1
use std::fs::File;
use std::io::Read;

fn main() {
    let mut f = File::open("binary_file_path").expect("no file found");
    let mut buf = vec![0u8;15000*707*4];
    f.read(&mut buf).expect("Something went berserk");
    let result: Vec<_> = buf.chunks(2).map(|chunk| i16::from_le_bytes([chunk[0],chunk[1]])).collect();
}

I want to read a binary file. The last line takes around 15s. I'd expect it to only take a fraction of a second. How can I optimise it?

John Kugelman
  • 349,597
  • 67
  • 533
  • 578
Selva
  • 951
  • 7
  • 23
  • 1
    Did you compile in release mode? I.e. `cargo build --release` – Sven Marnach May 08 '20 at 12:25
  • And for clarification, the integers are stored as little endian in the file, and you want to convert them to the native endiannes of the system? Or can you be sure that they are stored in the native endianness in the file? – Sven Marnach May 08 '20 at 12:28
  • Thanks Sven for the quick response. The file is something generated already; I found out it is written in little endian based on trial and error ( I have a script in pascal to read this file). I am not sure about your native endian part. I just want to use it as int in my code – Selva May 08 '20 at 12:38
  • `cargo build --release` did make some considerable change. But not as good as my pascal – Selva May 08 '20 at 12:42
  • Hard to tell where the difference comes from. Your code looks like the compiler should be able to optimise it decently, but you can never tell without looking at the actual emitted code and measuring how fast it is. So how big is the difference to the Pascal code? – Sven Marnach May 08 '20 at 12:48
  • On my machine the debug version runs in 2.83s and release in 0.02s. How long does the release version take for you? – John Kugelman May 08 '20 at 12:49
  • I tried to measure the time in both Rust and Pascal, now it takes the same time. I don't know why. I also have one more issue now - I have 2 structs. Struct 1 has only values and Struct 2 has only references. Now I want struct 2 to share the struct 1 variables. Is it possible? – Selva May 08 '20 at 19:04
  • Post that as a new question. If this question is no longer reproducible you could delete it. – John Kugelman May 08 '20 at 19:08

2 Answers2

2

Your code looks like the compiler should be able to optimise it decently. Make sure that you compile it in release mode using cargo build --release. Converting 40MB of data to native endianness should only take a fraction of a second.

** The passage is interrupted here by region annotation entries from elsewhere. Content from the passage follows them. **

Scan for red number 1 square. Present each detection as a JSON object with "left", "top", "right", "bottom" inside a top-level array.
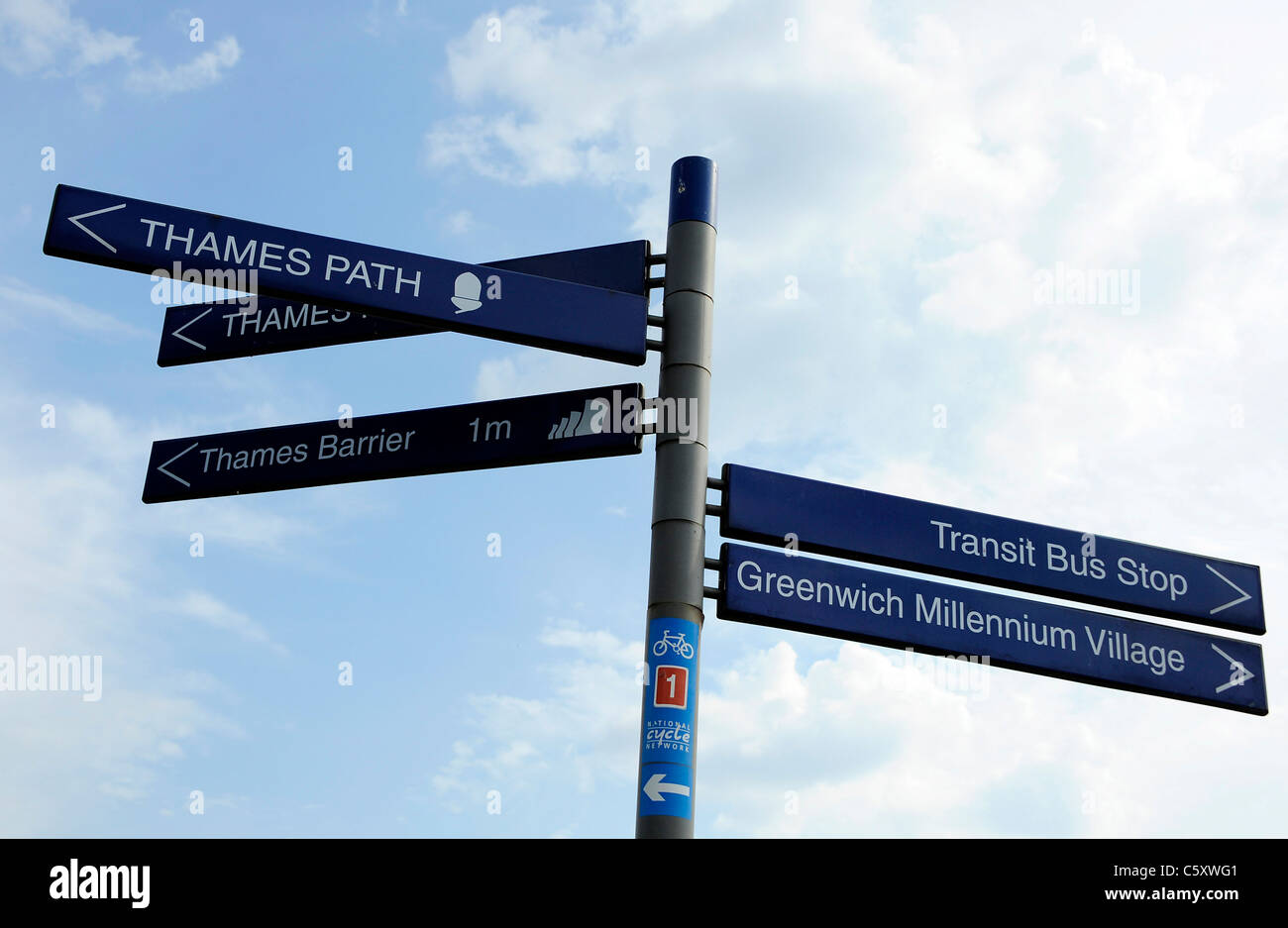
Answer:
[{"left": 653, "top": 665, "right": 690, "bottom": 709}]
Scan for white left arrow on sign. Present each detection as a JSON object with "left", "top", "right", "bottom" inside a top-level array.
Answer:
[
  {"left": 158, "top": 442, "right": 198, "bottom": 486},
  {"left": 67, "top": 203, "right": 125, "bottom": 255},
  {"left": 170, "top": 306, "right": 214, "bottom": 352},
  {"left": 644, "top": 773, "right": 690, "bottom": 802}
]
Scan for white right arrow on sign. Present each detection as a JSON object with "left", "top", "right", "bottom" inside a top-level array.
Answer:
[
  {"left": 1203, "top": 564, "right": 1252, "bottom": 615},
  {"left": 1212, "top": 643, "right": 1257, "bottom": 692}
]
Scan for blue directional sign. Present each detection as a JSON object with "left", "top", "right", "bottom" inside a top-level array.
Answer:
[
  {"left": 46, "top": 184, "right": 648, "bottom": 364},
  {"left": 636, "top": 618, "right": 699, "bottom": 819},
  {"left": 720, "top": 464, "right": 1266, "bottom": 635},
  {"left": 158, "top": 240, "right": 649, "bottom": 366},
  {"left": 717, "top": 543, "right": 1269, "bottom": 716},
  {"left": 143, "top": 383, "right": 644, "bottom": 503}
]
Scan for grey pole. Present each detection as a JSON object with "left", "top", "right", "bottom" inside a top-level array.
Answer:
[{"left": 635, "top": 155, "right": 716, "bottom": 838}]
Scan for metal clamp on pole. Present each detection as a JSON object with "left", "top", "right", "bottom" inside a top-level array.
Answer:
[{"left": 635, "top": 157, "right": 716, "bottom": 838}]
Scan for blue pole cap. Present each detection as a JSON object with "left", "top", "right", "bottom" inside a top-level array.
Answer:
[{"left": 667, "top": 155, "right": 718, "bottom": 228}]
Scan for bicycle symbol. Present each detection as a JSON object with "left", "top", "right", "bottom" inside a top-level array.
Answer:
[{"left": 653, "top": 631, "right": 693, "bottom": 661}]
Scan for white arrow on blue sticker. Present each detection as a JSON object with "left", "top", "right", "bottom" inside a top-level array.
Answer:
[{"left": 644, "top": 773, "right": 690, "bottom": 802}]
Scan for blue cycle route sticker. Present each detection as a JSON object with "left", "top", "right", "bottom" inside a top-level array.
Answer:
[{"left": 639, "top": 618, "right": 698, "bottom": 819}]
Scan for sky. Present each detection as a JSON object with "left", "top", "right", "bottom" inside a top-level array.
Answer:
[{"left": 0, "top": 0, "right": 1288, "bottom": 837}]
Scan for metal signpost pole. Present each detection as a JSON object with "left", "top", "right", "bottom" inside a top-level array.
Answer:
[{"left": 635, "top": 157, "right": 716, "bottom": 838}]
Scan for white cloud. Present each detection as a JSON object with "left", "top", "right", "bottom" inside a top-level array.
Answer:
[
  {"left": 174, "top": 589, "right": 286, "bottom": 654},
  {"left": 0, "top": 0, "right": 138, "bottom": 76},
  {"left": 0, "top": 276, "right": 156, "bottom": 339},
  {"left": 426, "top": 3, "right": 1288, "bottom": 834},
  {"left": 126, "top": 36, "right": 241, "bottom": 96},
  {"left": 0, "top": 0, "right": 241, "bottom": 96}
]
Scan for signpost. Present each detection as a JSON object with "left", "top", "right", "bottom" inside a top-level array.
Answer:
[
  {"left": 158, "top": 240, "right": 649, "bottom": 366},
  {"left": 635, "top": 157, "right": 717, "bottom": 838},
  {"left": 46, "top": 184, "right": 648, "bottom": 364},
  {"left": 720, "top": 464, "right": 1266, "bottom": 635},
  {"left": 44, "top": 157, "right": 1269, "bottom": 838},
  {"left": 717, "top": 543, "right": 1269, "bottom": 716},
  {"left": 143, "top": 383, "right": 643, "bottom": 503}
]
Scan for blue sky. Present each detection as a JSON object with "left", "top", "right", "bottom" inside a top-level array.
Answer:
[{"left": 0, "top": 0, "right": 1288, "bottom": 837}]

You can simplify the code and save some unnecessary copying by using the byeteorder crate. It defines an extension trait for all implementors of Read, which allows you to directly call read_i16_into() on the file object.

use byteorder::{LittleEndian, ReadBytesExt};
use std::fs::File;

let mut f = File::open("binary_file_path").expect("no file found");
let mut result = vec![0i16; 15000 * 707 * 2];
f.read_i16_into::<LittleEndian>(&mut result).unwrap();
Sven Marnach
  • 574,206
  • 118
  • 941
  • 841
  • What's slow about the OP's code and why is this faster? – John Kugelman May 08 '20 at 12:50
  • @JohnKugelman `read_i16_into()` reads from the file directly into the target buffer, and performs the endianness conversion in place, and only if necessary. So you need only a single allocation and no copying. – Sven Marnach May 08 '20 at 20:39
  • 1
    I actually benchmarked this with unsafe code that skipped the conversion - the speed was equivalent, and 3 times faster than the original solution - genuinely impressed this was as fast as the unsafe. – Richard Matheson May 08 '20 at 22:57
1

cargo build --release improved the performance

Selva
  • 951
  • 7
  • 23